Observing for Beginners

Finally, it was time for us to start observing.  Of course, this actually starts at about 3pm, when the sun is still up.  It shows rather interesting progress in my career that starting observations when the sun is up no longer surprises me.  We had to first run hours of calibration frames just to make sure everything was lined up, both physically and spectroscopically.  Additionally, Nestor had to show me the ropes.  I bet he could have started a 5pm, gone to dinner at 6pm, and been back for a night of observing by 7pm if he was on his own.  But like most things that I've been through in that last few weeks, I have many thanks to Nestor for helping me through it.

Now I know what to do and can truly call myself an observer.  This was the first time that I was at the controls of one of the worlds most powerful and capable telescopes ever made!  I feel truly honored to work with such great people, and to do such interesting and wonderful research with them.  If it were not for my advisors (Drake, Heather, Andres, Eve, Casey, Brian,...) and fellow grad students (Sarah, Ashlee, Nestor, Kamen,...), then I would not be the scientist I am today.
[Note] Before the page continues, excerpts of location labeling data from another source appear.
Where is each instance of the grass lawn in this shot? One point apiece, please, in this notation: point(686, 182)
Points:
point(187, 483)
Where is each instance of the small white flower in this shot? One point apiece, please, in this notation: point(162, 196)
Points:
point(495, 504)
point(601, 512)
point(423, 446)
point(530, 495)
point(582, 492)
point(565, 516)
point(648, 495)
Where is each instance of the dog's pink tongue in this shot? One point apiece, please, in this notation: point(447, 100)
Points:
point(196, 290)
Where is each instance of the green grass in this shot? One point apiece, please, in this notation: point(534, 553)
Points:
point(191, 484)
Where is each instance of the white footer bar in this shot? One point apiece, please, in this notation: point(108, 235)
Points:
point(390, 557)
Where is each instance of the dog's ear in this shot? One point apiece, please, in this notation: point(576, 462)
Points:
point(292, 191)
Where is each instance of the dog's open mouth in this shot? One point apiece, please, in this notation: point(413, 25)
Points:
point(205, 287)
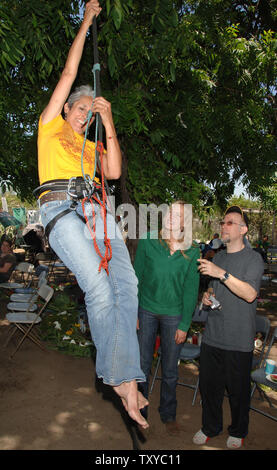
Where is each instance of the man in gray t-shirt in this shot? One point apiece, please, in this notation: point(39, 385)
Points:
point(228, 340)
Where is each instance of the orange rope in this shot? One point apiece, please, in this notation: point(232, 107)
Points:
point(108, 251)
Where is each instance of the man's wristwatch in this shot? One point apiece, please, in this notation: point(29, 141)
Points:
point(225, 277)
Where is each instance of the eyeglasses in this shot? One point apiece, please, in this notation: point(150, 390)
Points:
point(229, 223)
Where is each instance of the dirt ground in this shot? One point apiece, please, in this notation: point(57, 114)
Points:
point(52, 401)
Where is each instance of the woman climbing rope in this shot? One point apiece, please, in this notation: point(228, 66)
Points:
point(110, 293)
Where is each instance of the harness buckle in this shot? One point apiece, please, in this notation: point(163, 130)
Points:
point(80, 188)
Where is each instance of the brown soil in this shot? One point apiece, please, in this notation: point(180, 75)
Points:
point(51, 401)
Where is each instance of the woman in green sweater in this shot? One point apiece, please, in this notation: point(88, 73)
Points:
point(166, 267)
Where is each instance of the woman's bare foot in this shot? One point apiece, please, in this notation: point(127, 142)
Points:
point(133, 401)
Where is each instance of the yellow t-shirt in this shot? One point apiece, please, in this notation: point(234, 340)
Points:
point(60, 150)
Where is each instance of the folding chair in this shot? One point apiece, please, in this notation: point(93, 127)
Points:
point(259, 377)
point(25, 322)
point(28, 293)
point(189, 353)
point(25, 271)
point(263, 327)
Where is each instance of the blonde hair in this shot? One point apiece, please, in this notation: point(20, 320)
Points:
point(167, 240)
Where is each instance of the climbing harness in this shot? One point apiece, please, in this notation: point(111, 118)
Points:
point(84, 188)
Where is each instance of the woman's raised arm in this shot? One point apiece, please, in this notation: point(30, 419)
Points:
point(69, 73)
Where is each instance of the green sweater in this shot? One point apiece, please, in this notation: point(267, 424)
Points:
point(168, 284)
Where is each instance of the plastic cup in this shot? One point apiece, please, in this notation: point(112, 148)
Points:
point(270, 366)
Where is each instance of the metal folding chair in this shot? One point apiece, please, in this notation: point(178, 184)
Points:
point(25, 321)
point(189, 353)
point(259, 377)
point(25, 272)
point(28, 294)
point(263, 327)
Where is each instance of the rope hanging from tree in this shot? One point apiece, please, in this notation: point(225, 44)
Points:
point(98, 160)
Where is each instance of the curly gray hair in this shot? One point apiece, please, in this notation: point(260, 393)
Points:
point(83, 90)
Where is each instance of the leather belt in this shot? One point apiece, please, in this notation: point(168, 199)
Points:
point(53, 196)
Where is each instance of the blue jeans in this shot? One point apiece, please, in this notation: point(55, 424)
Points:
point(148, 328)
point(111, 300)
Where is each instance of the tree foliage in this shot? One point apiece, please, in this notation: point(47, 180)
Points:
point(192, 86)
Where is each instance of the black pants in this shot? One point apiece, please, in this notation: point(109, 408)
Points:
point(222, 370)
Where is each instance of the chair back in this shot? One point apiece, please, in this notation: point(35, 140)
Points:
point(273, 338)
point(24, 267)
point(262, 326)
point(42, 279)
point(46, 292)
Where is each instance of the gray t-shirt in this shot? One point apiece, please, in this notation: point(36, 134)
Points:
point(233, 327)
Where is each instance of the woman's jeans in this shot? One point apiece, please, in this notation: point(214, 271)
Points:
point(147, 332)
point(111, 300)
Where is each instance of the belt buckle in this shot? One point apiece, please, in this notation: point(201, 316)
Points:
point(79, 188)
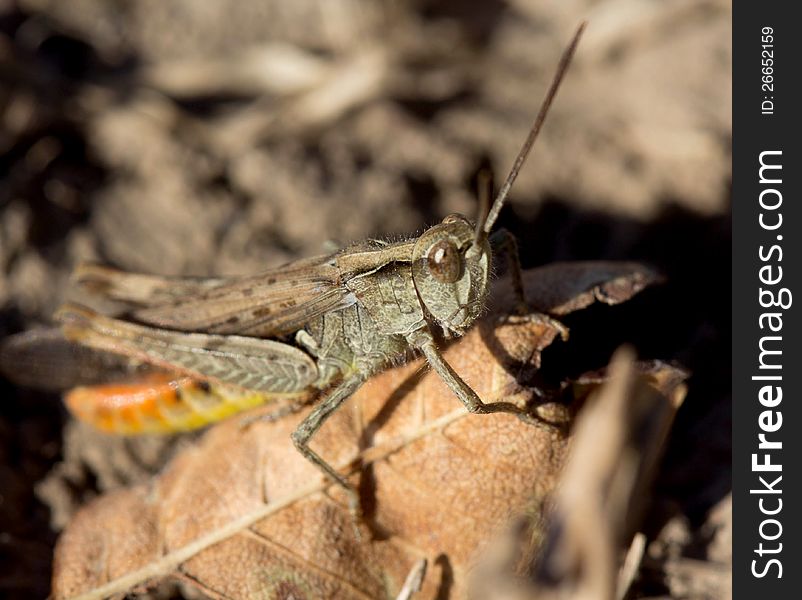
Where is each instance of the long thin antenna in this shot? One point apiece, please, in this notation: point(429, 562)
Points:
point(565, 60)
point(485, 189)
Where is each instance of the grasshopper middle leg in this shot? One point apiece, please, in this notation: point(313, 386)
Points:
point(309, 426)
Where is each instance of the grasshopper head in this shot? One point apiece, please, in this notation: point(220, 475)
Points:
point(450, 268)
point(451, 261)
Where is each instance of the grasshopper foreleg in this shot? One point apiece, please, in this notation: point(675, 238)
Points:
point(462, 390)
point(309, 426)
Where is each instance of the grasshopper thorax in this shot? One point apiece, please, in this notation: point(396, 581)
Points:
point(450, 268)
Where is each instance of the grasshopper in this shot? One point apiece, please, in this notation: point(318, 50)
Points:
point(327, 322)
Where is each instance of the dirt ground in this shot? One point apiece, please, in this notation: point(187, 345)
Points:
point(226, 137)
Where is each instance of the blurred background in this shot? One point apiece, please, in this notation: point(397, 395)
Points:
point(224, 137)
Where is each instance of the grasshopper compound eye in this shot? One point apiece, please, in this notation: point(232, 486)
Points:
point(444, 261)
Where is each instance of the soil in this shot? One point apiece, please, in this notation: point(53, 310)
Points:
point(228, 137)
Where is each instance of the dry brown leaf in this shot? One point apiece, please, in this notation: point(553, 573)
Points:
point(243, 515)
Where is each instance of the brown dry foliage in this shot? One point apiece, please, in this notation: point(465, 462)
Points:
point(243, 515)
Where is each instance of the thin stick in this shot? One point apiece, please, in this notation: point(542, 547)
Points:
point(565, 60)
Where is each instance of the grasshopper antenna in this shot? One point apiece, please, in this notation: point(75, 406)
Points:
point(484, 186)
point(565, 60)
The rest of the night was more or less boring.  When things are working as they should, there is nothing to do.  I spent almost the entire time downloading the data from the telescope and running a script that Nestor wrote to get up to date photometry (measurement of photons) about the observing.  This allowed us to know if anything was going awry outside the sophisticated monitoring systems of the Magellan-Baade telescope.  Of course, I got bored with waiting for the script to run; so I reconfigured it to automagically store the old results, download the new data, rerun the script on the newest files and plot the updated figure.  Writing that took me a few hours, but that's all I had the brain power for at 2am, waiting for sunrise.  By the end, we observed from 8pm until almost 6am,  continuously monitoring our target; nearly 10 hours of observations!!  I was so excited to begin examining the data, but first: sleep!



Grand Departure

After lunch the next day, we frollocked around the mountain, "rang the bells", and took some photos for another hour or so before departing with my final view of the magnificent Magellan telescopes: Clay and Baade.


Although my adventures down south have just begun, it was actually daunting to leave LCO.  It might have been the excitement for all of Chile, but I felt that this place was the cornerstone of my entire life in South America.  Although it will be 2 months before I return for another observation, I will look forward to it every day!